Dans cette nouvelle proposition de loi, a-t-on assez tenu compte du droit qu’a l’enfant naissant, futur être de langage, de voir s’organiser autour de lui un dispositif symbolique permettant de prendre distance et donc de se différentier du mouvement matriciel maternel ? En effet, quelque soit la culture, les enfants, dans le cadre de leur développement, ont besoin de trouver autour d’eux un amour stable et différentiée. Indiscutablement, ils ont besoin d’amour maternel dont la nature est d’aimer l’enfant tel qu’il est, sans attendre de lui autre chose que d’être. C’est un amour sans condition.
Tout aussi incontournable à l’équilibre psychique mais totalement différent sera l’amour paternel qui ne peut se dispenser que sous condition que l’enfant consente à sortir du champ maternel pour aller prendre sa place d’homme ou de femme dans le social en se soumettant à la Loi.
Ainsi les enfants qui, d’une génération à l’autre, seraient uniquement reliés au patronyme maternel, se retrouveraient confrontés au seul référant symbolique renvoyant au don d’amour sans condition. Ne s’en retrouveront-ils pas bien démunis de ne plus être référés à la fonction paternelle qui humanise en introduisant le droit à la différence d’avec la mère ? De plus, le risque de réduire la part de l’homme au rôle de bourdon, est-il un avenir enviable pour les fils à naître?
Et la référence au père ?
« La femme donne la vie, l’homme donne son nom. » Ce principe trouve sa source dans la tradition et se révèle un pacte assez équilibré permettant à chacun d’assumer une part de responsabilité.
Le don du patronyme, toujours chargé d’une symbolique historique, est un signe d’engagement. La fonction de l’homme reconnu à sa place de père est essentielle puisque, par le don de son nom, il nomme l’enfant et le situe dans sa lignée. L’identification au nom du père, l’entrée dans la génération permet à l’enfant de se différentier de la mère et de son désir. Ce qui lui permet d’entrer dans l’ordre de la différence subjective et d’occuper ainsi une place unique dans la société.

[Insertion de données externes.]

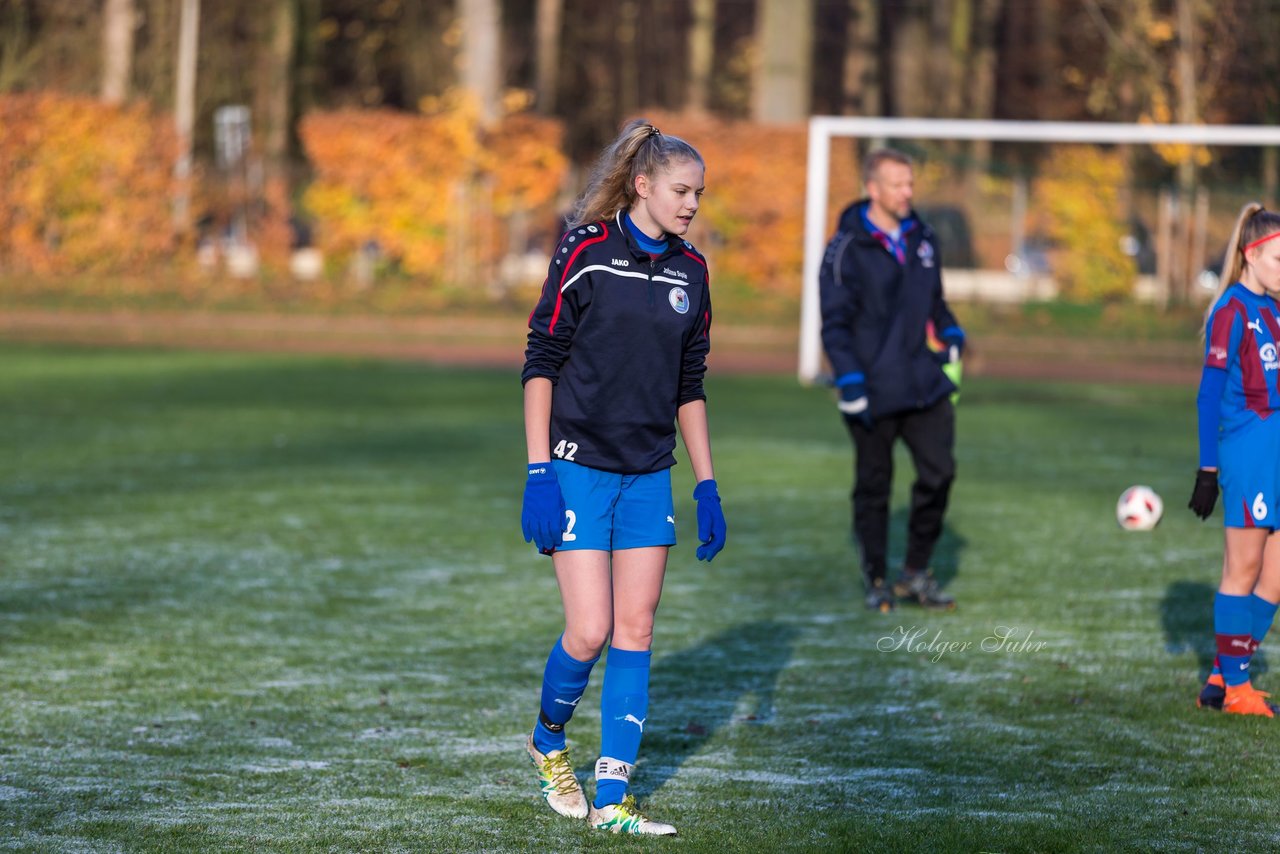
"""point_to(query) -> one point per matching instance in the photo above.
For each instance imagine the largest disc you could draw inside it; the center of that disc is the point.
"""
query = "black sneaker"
(878, 596)
(922, 588)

Les diverses révolutions culturelles de ces dernières décennies ont fragilisé le statut de père. On constate que, parfois, les pères ont du mal à faire contrepoids à l’importance accordée à la mère ce qui entraîne une rupture d’équilibre social en cas de divorce, notamment Comment réagiront ces pères qui pour une raison ou une autre se seront laissés déposséder de leur liberté de nommer l’enfant ? Celui-ci ne portant même pas leur nom, ne seront-ils pas encore moins enclins à reconnaître leur rôle dans la socialisation de l’enfant ?
En minimisant l’importance de la référence à un père, cet « ailleurs de la mère », ne ferions-nous pas preuve de légèreté, d’incompétence et d’inculture?

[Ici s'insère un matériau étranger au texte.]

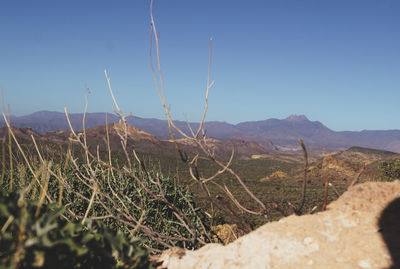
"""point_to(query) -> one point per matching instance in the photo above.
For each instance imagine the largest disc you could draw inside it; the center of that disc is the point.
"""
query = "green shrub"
(152, 213)
(391, 169)
(50, 241)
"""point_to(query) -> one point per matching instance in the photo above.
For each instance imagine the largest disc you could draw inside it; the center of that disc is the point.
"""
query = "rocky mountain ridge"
(272, 134)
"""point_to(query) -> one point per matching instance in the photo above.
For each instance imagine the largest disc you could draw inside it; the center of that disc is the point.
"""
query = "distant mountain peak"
(297, 118)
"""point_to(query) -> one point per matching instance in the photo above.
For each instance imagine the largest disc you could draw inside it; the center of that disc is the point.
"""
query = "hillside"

Une nouvelle guerre des sexes ?
Laisser à l’appréciation des parents le choix du patronyme de leur enfant, risque de provoquer encore plus de situations paradoxales inextricables! De même, la redoutable tâche d’élire celui des deux noms que devra porter l’enfant ou de choisir lequel, si les parents souhaitent un double nom, sera nommé en première place. Dans la nouvelle proposition, c’est incontournable, le nom de l’enfant loin d’être le fruit de la culture aura été l’enjeu d’un arbitrage dont la neutralité est impossible. Comme le dit Bernard-Henri Lévy : « En choisissant, on élimine ; en éliminant, on exclut et, qu’on le veuille ou non, on dévalue ; en sorte que c’est une nouvelle inégalité, plus violente que l’autre, car voulue celle-là, concertée, que, sous le couvert d’égalité, on réintroduit dans les familles. »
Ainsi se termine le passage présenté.